SC23 Proceedings

The International Conference for High Performance Computing, Networking, Storage, and Analysis

Birds of a Feather

Software Testing for Scientific Computing in HPC


Authors: Keita Teranishi (Oak Ridge National Laboratory (ORNL)), Jeffrey Young (Georgia Institute of Technology), Alessandro Orso (Georgia Institute of Technology)

Abstract: Effective software testing plays a critical role in guaranteeing the performance, correctness, and reproducibility of applications and software. When it comes to testing high-performance computing (HPC) software and applications, unique requirements arise due to factors such as massive parallelism, concurrency and heterogeneity, the scale of target platforms, lack of oracles, and application-specific verification and validation techniques. In this BoF session, we aim to foster insightful discussions among a panel of expert speakers and the audience, focusing on methodologies and challenges in HPC software testing, and deepen our understanding in this crucial part of HPC software development.

Long Description: This Birds of a Feather session is focused on discussing and engaging a wider audience in topics related to software engineering with a specific focus on testing strategies for high-performance computing software and applications.
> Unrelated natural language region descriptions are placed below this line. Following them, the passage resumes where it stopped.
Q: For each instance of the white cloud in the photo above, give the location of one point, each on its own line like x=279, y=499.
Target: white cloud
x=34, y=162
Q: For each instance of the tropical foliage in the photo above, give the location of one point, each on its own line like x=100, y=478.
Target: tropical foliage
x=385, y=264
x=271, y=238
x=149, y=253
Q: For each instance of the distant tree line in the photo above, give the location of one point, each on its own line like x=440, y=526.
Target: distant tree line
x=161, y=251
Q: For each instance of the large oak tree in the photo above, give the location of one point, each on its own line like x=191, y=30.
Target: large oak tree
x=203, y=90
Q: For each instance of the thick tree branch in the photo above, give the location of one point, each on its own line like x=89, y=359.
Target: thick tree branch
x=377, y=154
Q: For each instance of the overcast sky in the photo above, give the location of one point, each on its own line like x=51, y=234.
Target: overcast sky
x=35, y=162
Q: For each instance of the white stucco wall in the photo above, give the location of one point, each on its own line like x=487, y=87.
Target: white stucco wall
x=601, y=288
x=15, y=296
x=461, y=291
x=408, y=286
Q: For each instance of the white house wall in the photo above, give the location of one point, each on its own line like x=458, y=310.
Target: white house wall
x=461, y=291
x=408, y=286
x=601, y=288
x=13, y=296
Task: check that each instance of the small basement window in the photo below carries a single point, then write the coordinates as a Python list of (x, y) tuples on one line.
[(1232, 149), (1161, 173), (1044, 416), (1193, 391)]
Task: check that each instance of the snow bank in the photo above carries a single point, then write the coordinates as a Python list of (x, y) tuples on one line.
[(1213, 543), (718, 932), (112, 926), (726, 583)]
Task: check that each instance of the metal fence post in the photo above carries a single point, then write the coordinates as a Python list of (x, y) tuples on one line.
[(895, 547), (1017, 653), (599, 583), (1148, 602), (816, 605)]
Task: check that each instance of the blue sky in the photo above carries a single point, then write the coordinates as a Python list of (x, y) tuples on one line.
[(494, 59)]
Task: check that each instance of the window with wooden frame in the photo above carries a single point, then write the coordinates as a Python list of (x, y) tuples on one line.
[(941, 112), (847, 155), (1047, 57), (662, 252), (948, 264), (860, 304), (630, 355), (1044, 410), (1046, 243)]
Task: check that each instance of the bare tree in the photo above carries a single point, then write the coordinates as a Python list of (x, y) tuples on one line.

Software testing plays a crucial role in ensuring the performance, correctness, and reproducibility of software and applications. Robustness of software and applications not only improves productivity, but also improves the trust of outcomes in simulations and analyses. While significant progress has been made in methodologies, techniques, and software tools for testing in various areas of software engineering, the adoption of state-of-the-art testing practices in high-performance scientific computing lags behind. This is due to unique requirements such as floating-point arithmetic, massive parallelism, and concurrency in numerical algorithms and applications, as well as heterogeneity in system architecture, and performance portability across different node architectures and accelerators. Additionally, challenges arise from the lack of oracles, indeterminism in program execution, and emerging floating point data types driven by artificial intelligence and machine learning applications, making conventional testing methodologies less feasible. The rapid evolution of HPC systems, with advancements in system size and complexity, has outpaced the development of testing methodologies in the HPC domain. Consequently, many test suites for HPC software and application programs currently lack comprehensive test coverage and a systematic approach to verification and validation in a scalable manner.

To this end, this BoF will engage with these principles and several other key topics related to testing for HPC applications by discussing the state-of-the-art as well as common pitfalls or challenges that currently limit the usefulness of our general testing strategy. An ideal outcome of this BoF would be the discussion of key issues and some agreement by the panel and audience on which issues would be good next steps to promote in efforts like classes, tutorials and workshops, or even new research programs run by government agencies. Explicitly, we are looking to get attendees’ feedback on what techniques might be most useful to increase their engagement and usage of software testing best practices and strategies..

The BoF will be organized as an expert panel session with pre-seeded questions to start discussion and extensive general Q&A with and from the attendees. We have reached out to Sunita Chandrasekaran of University of Delaware, Manish Motwani of Georgia Tech, Shahzeb Siddiqui of NERSC, Mark Gates of University of Tennessee, and Francesco Rizzi from NexGen Analytics, and they have agreed to be panelists for this BoF. The proposed panelists and organizers are all experienced practitioners of scientific software and software engineering principles at scale. Dr. Young and Dr. Orso are also the associate director and director of Georgia Tech’s scientific software engineering center at Georgia tech funded via Schmidt Futures’s VISS Program.

We plan to incorporate online polling such as Mentimeter to try and gauge attendee interest in the key software testing concepts and challenges. Outcomes from the BoF will be shared online and through future workshops and events being planned by the organizers.